# Service Violation



## Magnettica (Jan 23, 2007)

I believe this is a violation of 230.6.


----------



## MDShunk (Jan 7, 2007)

Yes, those unfused service conductors do travel quite a ways indoors. I'm also worried about working space for the meter cans. 

That fake chimney looks like it might have been added after the service was installed. Do you have any other information about how this ended up happening this way?


----------



## Magnettica (Jan 23, 2007)

Nope, I just parked the truck next to this building on my way to lunch a few months back. As I recall, there were no violation issues with the meter cans because there was some landscaping/ railroad ties that kept the meters at least 3' from the sidewalk. I tend to agree with you that the chimney framing was added after the service was installed wich tells me the framing was done without a permit. How else could the NEC violation be explained? The builing is a restaurant on the first floor, and a few apartments up above.


----------



## sguinn (Nov 19, 2007)

Magnettica said:


> I believe this is a violation of 230.6.


 I think it violates the laws of physics, is that some kind of MC Escher house? But seriously, I've never seen SE going into a house and then coming back out, cooky.


----------



## Celtic (Nov 19, 2007)

sguinn said:


> .... I've never seen SE going into a house and then coming back out, cooky.
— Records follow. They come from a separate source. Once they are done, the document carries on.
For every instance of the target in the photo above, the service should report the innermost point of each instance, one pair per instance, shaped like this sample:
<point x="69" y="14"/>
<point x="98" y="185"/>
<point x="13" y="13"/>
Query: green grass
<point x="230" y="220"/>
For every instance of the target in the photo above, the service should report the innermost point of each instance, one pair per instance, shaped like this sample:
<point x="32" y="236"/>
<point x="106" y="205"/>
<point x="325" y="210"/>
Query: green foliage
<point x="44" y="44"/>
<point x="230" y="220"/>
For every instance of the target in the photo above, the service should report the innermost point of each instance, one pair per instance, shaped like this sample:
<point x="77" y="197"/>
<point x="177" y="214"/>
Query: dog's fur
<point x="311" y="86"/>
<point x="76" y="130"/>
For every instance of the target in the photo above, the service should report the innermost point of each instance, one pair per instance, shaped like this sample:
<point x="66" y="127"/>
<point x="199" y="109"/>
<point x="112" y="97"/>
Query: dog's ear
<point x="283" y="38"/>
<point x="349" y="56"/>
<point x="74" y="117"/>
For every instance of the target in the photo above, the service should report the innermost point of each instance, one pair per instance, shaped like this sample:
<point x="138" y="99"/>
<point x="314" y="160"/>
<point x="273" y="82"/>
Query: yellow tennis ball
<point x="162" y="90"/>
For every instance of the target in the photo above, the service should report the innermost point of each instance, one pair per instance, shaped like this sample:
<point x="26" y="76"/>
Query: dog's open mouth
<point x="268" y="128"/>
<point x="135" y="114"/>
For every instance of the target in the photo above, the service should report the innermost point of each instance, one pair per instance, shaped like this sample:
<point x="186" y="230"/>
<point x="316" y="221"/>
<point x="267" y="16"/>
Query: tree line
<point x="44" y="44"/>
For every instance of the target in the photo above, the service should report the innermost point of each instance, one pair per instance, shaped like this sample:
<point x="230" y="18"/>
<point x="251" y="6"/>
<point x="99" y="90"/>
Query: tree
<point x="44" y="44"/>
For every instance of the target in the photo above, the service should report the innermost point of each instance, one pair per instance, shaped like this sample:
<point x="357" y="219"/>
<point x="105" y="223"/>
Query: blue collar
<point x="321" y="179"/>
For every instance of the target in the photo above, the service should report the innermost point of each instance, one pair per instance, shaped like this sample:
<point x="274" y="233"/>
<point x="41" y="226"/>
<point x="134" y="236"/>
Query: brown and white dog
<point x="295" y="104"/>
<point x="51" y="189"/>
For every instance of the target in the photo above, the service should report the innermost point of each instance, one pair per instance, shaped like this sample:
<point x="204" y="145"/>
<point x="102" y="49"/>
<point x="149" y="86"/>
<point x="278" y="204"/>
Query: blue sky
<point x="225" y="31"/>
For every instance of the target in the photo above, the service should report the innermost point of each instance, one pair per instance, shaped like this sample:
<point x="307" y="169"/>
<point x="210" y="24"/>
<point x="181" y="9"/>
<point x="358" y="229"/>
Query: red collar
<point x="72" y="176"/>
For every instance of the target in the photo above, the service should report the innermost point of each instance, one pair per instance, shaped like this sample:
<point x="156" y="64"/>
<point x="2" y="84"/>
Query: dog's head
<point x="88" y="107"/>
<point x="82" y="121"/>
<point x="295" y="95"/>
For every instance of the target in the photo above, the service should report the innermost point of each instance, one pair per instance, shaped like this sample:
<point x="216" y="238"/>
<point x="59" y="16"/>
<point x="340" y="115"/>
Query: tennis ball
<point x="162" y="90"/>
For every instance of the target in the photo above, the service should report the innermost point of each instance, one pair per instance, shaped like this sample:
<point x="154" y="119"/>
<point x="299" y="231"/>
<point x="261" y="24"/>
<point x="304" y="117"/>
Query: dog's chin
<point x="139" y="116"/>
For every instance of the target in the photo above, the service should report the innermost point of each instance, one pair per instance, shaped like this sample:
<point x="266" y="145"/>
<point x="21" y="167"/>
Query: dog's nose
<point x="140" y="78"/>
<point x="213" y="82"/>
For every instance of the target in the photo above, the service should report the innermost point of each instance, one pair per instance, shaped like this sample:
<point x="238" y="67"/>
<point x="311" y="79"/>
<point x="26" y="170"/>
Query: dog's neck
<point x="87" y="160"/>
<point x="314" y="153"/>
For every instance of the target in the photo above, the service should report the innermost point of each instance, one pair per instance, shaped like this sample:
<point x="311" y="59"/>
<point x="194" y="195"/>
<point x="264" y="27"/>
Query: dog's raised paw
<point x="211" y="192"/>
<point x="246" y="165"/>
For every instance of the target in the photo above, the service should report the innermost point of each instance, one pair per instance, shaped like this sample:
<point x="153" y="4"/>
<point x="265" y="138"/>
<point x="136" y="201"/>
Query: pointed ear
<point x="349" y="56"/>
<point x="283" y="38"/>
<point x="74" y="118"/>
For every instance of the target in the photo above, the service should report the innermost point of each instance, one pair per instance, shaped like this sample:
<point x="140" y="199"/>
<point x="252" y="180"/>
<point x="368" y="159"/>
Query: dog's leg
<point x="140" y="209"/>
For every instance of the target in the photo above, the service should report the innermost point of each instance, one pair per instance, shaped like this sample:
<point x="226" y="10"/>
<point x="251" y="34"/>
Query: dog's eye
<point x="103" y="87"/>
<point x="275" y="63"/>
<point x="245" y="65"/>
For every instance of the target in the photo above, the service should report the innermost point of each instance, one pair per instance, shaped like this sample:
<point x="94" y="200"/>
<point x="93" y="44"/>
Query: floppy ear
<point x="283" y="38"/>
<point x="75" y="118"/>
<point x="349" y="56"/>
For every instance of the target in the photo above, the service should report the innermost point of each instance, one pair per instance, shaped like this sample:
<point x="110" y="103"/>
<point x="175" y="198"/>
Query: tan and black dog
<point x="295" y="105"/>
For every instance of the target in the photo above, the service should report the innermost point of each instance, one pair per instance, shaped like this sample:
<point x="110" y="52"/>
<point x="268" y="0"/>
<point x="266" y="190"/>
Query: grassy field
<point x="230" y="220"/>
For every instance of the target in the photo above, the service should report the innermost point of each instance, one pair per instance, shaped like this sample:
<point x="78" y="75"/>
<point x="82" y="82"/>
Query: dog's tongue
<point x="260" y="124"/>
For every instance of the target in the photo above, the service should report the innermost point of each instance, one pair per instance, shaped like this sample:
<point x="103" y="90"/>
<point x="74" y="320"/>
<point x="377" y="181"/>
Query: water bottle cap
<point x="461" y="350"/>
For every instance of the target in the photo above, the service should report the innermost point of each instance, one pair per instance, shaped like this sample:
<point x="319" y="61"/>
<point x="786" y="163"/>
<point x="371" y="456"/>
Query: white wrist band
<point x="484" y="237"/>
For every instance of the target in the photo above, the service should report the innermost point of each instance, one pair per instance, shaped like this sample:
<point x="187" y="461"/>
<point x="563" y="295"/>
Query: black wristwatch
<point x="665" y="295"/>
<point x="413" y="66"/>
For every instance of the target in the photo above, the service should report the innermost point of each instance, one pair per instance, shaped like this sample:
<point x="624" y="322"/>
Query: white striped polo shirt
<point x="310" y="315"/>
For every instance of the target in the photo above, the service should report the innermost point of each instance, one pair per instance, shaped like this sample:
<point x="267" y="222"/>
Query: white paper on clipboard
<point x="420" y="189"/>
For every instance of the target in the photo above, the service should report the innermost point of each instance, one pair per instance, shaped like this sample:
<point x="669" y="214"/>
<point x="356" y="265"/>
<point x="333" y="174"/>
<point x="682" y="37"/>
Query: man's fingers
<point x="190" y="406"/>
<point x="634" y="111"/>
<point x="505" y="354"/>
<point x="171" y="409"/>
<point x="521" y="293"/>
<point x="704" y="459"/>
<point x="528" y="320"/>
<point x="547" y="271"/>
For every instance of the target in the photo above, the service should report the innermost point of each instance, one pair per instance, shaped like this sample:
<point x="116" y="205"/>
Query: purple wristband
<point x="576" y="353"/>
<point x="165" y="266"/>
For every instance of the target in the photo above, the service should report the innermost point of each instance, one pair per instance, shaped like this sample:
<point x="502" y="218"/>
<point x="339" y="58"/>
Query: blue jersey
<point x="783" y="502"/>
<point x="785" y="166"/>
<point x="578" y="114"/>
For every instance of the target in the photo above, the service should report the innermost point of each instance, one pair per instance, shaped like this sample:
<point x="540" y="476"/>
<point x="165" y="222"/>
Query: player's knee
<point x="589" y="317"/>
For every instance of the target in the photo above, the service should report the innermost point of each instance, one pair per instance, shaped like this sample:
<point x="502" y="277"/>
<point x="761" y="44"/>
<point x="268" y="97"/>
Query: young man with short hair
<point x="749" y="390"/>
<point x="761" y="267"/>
Looks like conduit to me....


----------



## sguinn (Nov 19, 2007)

Celtic said:


> Looks like conduit to me....


 
Celtic, good eye. Mine were all wobbly from trying to figure out what dimension the house was existing in!:laughing:


----------



## Bkessler (Feb 14, 2007)

Kinda lookes like the old Bates place. How much for a room?


----------



## littlesparky (Dec 21, 2007)

I seen the same thing near Lavalette on rt34 an thought Wow just wow


----------